NIGERIAN troops have killed more than 100 armed bandits in a coordinated air and ground offensive in Zamfara State, according to a United Nations conflict monitoring report sighted by News Point Nigeria on Monday.
The deadly operation was carried out in the early hours of Sunday in Bukkuyum Local Government Area, targeting a notorious gathering of more than 400 bandits in their Makakkari Forest stronghold.
Fighter jets, working in close coordination with ground forces, bombarded the camp before troops moved in to eliminate fleeing gunmen.
The UN-linked report suggested the raid may have been launched in direct response to a wave of violent attacks and kidnappings that swept through Zamfara last month, coinciding with what it described as “a decrease in military activity” in the state.
Just two days earlier, on Friday, Bukkuyum’s Adabka village had suffered a deadly assault in which bandits kidnapped residents and killed 13 security personnel.
Intelligence indicated the gunmen were preparing another attack on a farming community when they were ambushed by troops.
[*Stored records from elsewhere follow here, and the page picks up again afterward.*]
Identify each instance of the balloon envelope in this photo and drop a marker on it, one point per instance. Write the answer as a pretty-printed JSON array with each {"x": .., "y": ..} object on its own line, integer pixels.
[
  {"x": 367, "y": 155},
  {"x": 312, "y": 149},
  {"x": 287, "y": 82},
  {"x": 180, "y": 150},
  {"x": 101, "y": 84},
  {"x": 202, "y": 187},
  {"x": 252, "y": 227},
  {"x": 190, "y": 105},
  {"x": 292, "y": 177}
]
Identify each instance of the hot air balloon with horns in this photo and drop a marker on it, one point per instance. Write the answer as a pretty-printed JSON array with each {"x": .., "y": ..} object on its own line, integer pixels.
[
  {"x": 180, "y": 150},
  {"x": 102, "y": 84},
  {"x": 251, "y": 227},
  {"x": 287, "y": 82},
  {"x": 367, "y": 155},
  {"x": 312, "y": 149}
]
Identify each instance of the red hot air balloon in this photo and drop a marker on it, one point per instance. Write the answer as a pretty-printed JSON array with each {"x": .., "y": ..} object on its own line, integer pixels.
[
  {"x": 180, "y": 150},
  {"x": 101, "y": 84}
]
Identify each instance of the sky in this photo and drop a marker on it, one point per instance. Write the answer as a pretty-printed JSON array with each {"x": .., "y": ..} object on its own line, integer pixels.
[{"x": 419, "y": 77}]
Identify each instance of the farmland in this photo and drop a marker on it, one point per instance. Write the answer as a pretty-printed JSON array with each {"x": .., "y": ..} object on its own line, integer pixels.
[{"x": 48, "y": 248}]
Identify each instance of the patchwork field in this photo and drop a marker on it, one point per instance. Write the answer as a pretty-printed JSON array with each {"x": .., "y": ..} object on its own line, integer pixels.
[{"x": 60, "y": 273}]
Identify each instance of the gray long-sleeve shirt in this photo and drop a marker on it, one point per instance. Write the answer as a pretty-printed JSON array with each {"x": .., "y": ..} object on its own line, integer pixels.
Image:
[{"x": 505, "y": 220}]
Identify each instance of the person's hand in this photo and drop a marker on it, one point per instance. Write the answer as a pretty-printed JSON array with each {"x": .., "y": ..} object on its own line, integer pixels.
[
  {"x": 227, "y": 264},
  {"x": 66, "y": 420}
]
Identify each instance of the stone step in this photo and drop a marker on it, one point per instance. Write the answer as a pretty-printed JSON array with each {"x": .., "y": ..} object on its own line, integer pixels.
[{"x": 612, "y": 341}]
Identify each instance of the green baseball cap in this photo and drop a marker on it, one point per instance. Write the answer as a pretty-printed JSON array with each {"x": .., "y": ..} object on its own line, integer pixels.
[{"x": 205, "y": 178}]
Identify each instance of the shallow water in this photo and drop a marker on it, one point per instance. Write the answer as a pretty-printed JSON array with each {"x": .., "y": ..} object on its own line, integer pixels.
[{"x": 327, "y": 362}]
The Nigerian Army has yet to issue an official statement, but security analysts say the scale of the raid underscores renewed efforts to dismantle the operational bases of bandit groups in the northwest.
For years, armed gangs known locally as bandits have plagued rural communities across northwest and central Nigeria, looting villages, abducting residents for ransom, rustling cattle, and burning homes.
Originally rooted in herder–farmer disputes over land and water, the crisis has morphed into an entrenched criminal enterprise involving kidnapping syndicates and extortion rackets.
These attacks have worsened food insecurity and malnutrition in the region as farmers abandon their fields, compounded by climate change impacts and reductions in foreign aid.
Despite years of military operations and the creation of a state-backed militia in Zamfara, violence continues to spread into central Nigeria.
Bandit groups have also increased cooperation with jihadist factions in the northeast, blending organised crime with extremist insurgency.
In July, troops carried out a similar large-scale raid in Niger State, killing at least 95 armed criminals. But with the army stretched across multiple security crises, experts warn that sustaining such offensives will be key to reversing the tide of rural violence.